Physical characteristics
- • location: near Gaspoltshofen
- • location: the Danube at Wilhering
- • coordinates: 48°19′16″N 14°09′39″E﻿ / ﻿48.3212°N 14.1609°E
- Length: 58.8 km (36.5 mi)
- Basin size: 196 km^{2} (76 sq mi)

Basin features
- Progression: Danube→ Black Sea

= Innbach =

The Innbach is a river in Upper Austria with a length of approximately 59 km. Its source is near Gaspoltshofen at the foot of the Hausruck hills and empties into the Danube at Wilhering.
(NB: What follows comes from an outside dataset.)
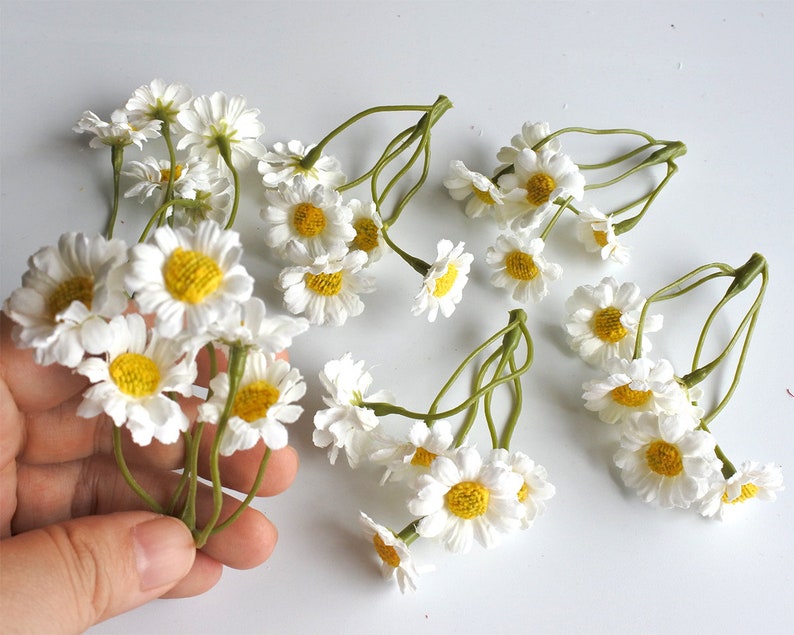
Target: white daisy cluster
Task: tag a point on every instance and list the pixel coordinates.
(533, 185)
(667, 452)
Its drainage basin covers 196 km2. After Gaspoltshofen, the Innbach passes the towns of Kematen am Innbach, Pichl bei Wels and Bad Schallerbach, at the mouth of the Trattnach. Near Eferding, it joins with the Aschach and a few kilometers later flows into the Danube downstream of the Ottensheim-Wilhering Power Station.

Due to its high volume, many mills were once located along the Innbach.

The Innbach is populated with many species of fish, among them: brown trout, brook trout, bullhead, minnow, grayling, gudgeon, rainbow trout, chub, barbel, roach, rudd, spirlin, perch, nase, dace, bleak, carp, bream, burbot, pike, zander, and catfish.